Even with that turbulent past, analysts say there is little precedent for the wave of repression launched by Ortega over the past two years.
Among those who have been arrested or harassed are leaders of the business community and the Catholic Church, who have been key interlocutors with the government. At the same time, the Ortega government is isolating itself on the international stage: It expels the Vatican special envoy and representative of the International Committee of the Red Cross. They then expelled the ambassador of the European Union, after a delegation from the bloc demanded the release of political prisoners.
The United States’ relationship with Ortega, a longtime rival, has become more strained with new sanctions by the Biden administration in addition to existing visa and economic restrictions. So it came as a surprise when U.S. Ambassador Kevin Sullivan received a call on January 31 from Vice President Rosario Murillo, Ortega’s wife. She told Sullivan that there is one important thing that governments can do together.
The State Department began secret negotiations over the complex logistics of receiving the prisoners. Nine days after Murillo’s call, 222 prisoners were brought to Washington. The United States has granted them a two-year humanitarian parole permit.
Ortega says he doesn’t ask for anything from Washington. He often accused the United States and Europe of supporting opponents who wanted to topple him.
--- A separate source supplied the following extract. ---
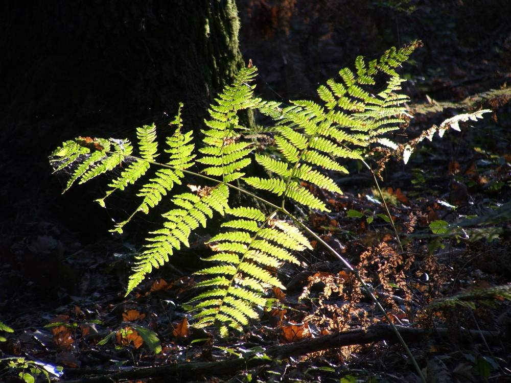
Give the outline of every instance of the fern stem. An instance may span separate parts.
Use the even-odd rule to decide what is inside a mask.
[[[316,233],[315,233],[314,231],[311,230],[307,225],[306,225],[302,222],[300,222],[299,220],[295,218],[292,215],[290,214],[285,209],[284,209],[283,210],[283,212],[287,214],[288,216],[289,216],[295,222],[296,222],[299,226],[301,226],[301,227],[303,227],[306,231],[308,232],[309,234],[310,234],[314,237],[314,239],[317,240],[318,242],[320,243],[321,244],[323,245],[323,246],[326,247],[327,249],[328,249],[333,255],[335,255],[336,257],[339,258],[339,259],[342,263],[343,263],[348,269],[350,269],[350,271],[353,273],[354,275],[355,276],[355,278],[356,278],[357,280],[359,282],[360,282],[360,284],[364,288],[364,290],[365,290],[366,292],[367,293],[367,294],[369,294],[369,296],[370,296],[371,299],[373,300],[373,301],[376,305],[376,307],[378,307],[378,309],[382,312],[382,313],[383,314],[383,316],[387,320],[387,322],[390,325],[390,327],[392,328],[392,331],[394,332],[394,333],[396,334],[396,337],[398,338],[398,340],[399,341],[400,343],[401,344],[401,345],[402,345],[403,347],[404,348],[405,351],[406,351],[407,354],[408,355],[408,357],[409,358],[410,361],[411,362],[412,364],[413,365],[413,367],[415,368],[415,370],[417,372],[417,374],[421,378],[421,381],[423,382],[423,383],[426,383],[426,378],[424,377],[424,375],[422,373],[422,370],[421,369],[421,368],[419,367],[419,364],[417,363],[417,361],[415,360],[415,358],[413,356],[413,354],[412,353],[412,352],[410,350],[410,348],[406,344],[406,342],[405,342],[405,340],[403,339],[403,337],[401,336],[401,334],[399,333],[399,330],[398,330],[397,327],[396,327],[396,325],[394,325],[393,322],[391,320],[390,317],[388,316],[388,315],[385,310],[385,309],[383,308],[383,307],[378,301],[378,299],[375,296],[374,294],[373,294],[373,292],[371,291],[371,289],[369,289],[369,286],[367,285],[367,284],[365,283],[365,281],[364,280],[364,279],[362,278],[361,276],[360,276],[360,274],[359,273],[358,271],[356,269],[355,269],[351,265],[351,264],[350,264],[344,257],[343,257],[342,255],[339,254],[339,253],[338,253],[337,251],[334,250],[334,249],[331,246],[330,246],[330,245],[329,245],[324,241],[323,241]]]
[[[113,152],[109,152],[109,151],[107,151],[105,153],[108,153],[109,154],[114,154],[114,153],[113,153]],[[166,167],[166,168],[167,168],[168,169],[172,169],[172,170],[179,170],[179,171],[180,171],[181,172],[182,172],[183,173],[185,173],[185,174],[189,174],[189,175],[190,175],[191,176],[194,176],[195,177],[199,177],[200,178],[202,178],[202,179],[206,180],[206,181],[211,181],[212,182],[214,182],[214,183],[215,183],[216,184],[221,184],[221,184],[224,184],[224,185],[225,185],[226,186],[227,186],[228,187],[230,187],[231,188],[233,188],[233,189],[234,189],[235,190],[238,190],[238,192],[240,192],[241,193],[244,193],[244,194],[247,195],[247,196],[250,196],[250,197],[252,197],[253,198],[255,198],[256,199],[258,200],[258,201],[260,201],[261,202],[263,202],[265,204],[269,206],[271,206],[271,207],[272,207],[273,208],[275,209],[275,210],[278,210],[279,211],[283,211],[283,212],[284,211],[284,209],[283,209],[283,208],[282,207],[281,207],[281,206],[277,206],[276,205],[275,205],[274,204],[271,203],[271,202],[269,202],[269,201],[267,201],[266,200],[264,199],[264,198],[261,198],[260,197],[259,197],[258,196],[257,196],[256,195],[254,194],[253,193],[251,193],[250,192],[247,192],[247,190],[245,190],[244,189],[242,189],[241,187],[238,187],[238,186],[235,186],[235,185],[233,185],[233,184],[231,184],[230,183],[229,183],[228,182],[224,182],[223,181],[220,181],[220,180],[217,180],[217,179],[216,179],[215,178],[212,178],[211,177],[208,177],[208,176],[205,176],[205,175],[204,175],[203,174],[201,174],[201,173],[197,173],[196,172],[192,172],[192,171],[190,171],[190,170],[187,170],[186,169],[179,169],[179,167],[178,167],[177,166],[172,166],[171,165],[168,165],[168,164],[165,164],[165,163],[161,163],[161,162],[157,162],[155,161],[150,161],[149,160],[146,160],[146,159],[144,159],[143,158],[141,158],[140,157],[136,157],[135,156],[126,156],[126,158],[130,158],[130,159],[133,159],[134,160],[142,160],[142,161],[145,161],[146,162],[148,162],[149,163],[150,163],[152,165],[157,165],[158,166],[162,166],[163,167]],[[135,212],[135,213],[134,213],[133,214],[134,214],[136,212]]]
[[[392,229],[394,231],[394,234],[396,234],[396,240],[398,241],[398,245],[399,245],[399,249],[401,251],[402,253],[404,253],[405,251],[403,249],[403,245],[401,244],[401,241],[399,238],[399,234],[398,234],[398,230],[396,228],[396,225],[394,225],[394,221],[392,219],[392,216],[390,214],[390,210],[388,208],[388,205],[387,205],[387,201],[385,201],[385,197],[383,197],[383,192],[382,191],[381,188],[380,187],[380,184],[378,183],[378,180],[376,178],[376,174],[366,162],[364,161],[364,160],[360,160],[362,161],[362,163],[367,166],[367,169],[369,169],[369,171],[371,172],[371,174],[373,175],[373,179],[375,180],[375,184],[376,185],[376,187],[378,189],[378,193],[380,194],[380,198],[381,198],[382,201],[383,201],[383,206],[385,206],[385,209],[387,212],[387,217],[388,217],[390,225],[392,226]]]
“Let them have mercenaries,” he said in a televised address on Thursday.
Holmann didn’t know what was going on until he was taken to the airport. “You are being deported to the United States of America,” one official told his group. “Is that okay with you?” Everyone is given a document to confirm their agreement.
“What if I don’t sign?” Holmann asked. He was told he was going back to prison.
Holmann’s daughter Renata, 24, grew up in Nicaragua before coming to the United States to attend college. She was on the train to Washington early Thursday morning. “I got a call from my mom that my dad was on a plane to DC,” she said. “And that’s the only information she has.”
She was startled when she finally saw her father. He has lost more than 30 pounds. He appeared to have a hernia, as well as vision problems and difficulty breathing. But in the end he was free.
For Holmann, going to Washington was bittersweet. When the former prisoners left Nicaragua, the government in Managua announced that they were deprived of their political rights. Congress then moved to strip them of their citizenship. Former detainees have given up their businesses, homes, and positions in Nicaraguan politics.
Surrounded by journalists outside a hotel near Dulles on Thursday, Holmann recalled the people he had left behind – his wife, mother and siblings.
He was safe in Washington, he said. But “my family, my life is in Nicaragua.”
Sheridan reports from Mexico City. Wilson reports from Washington.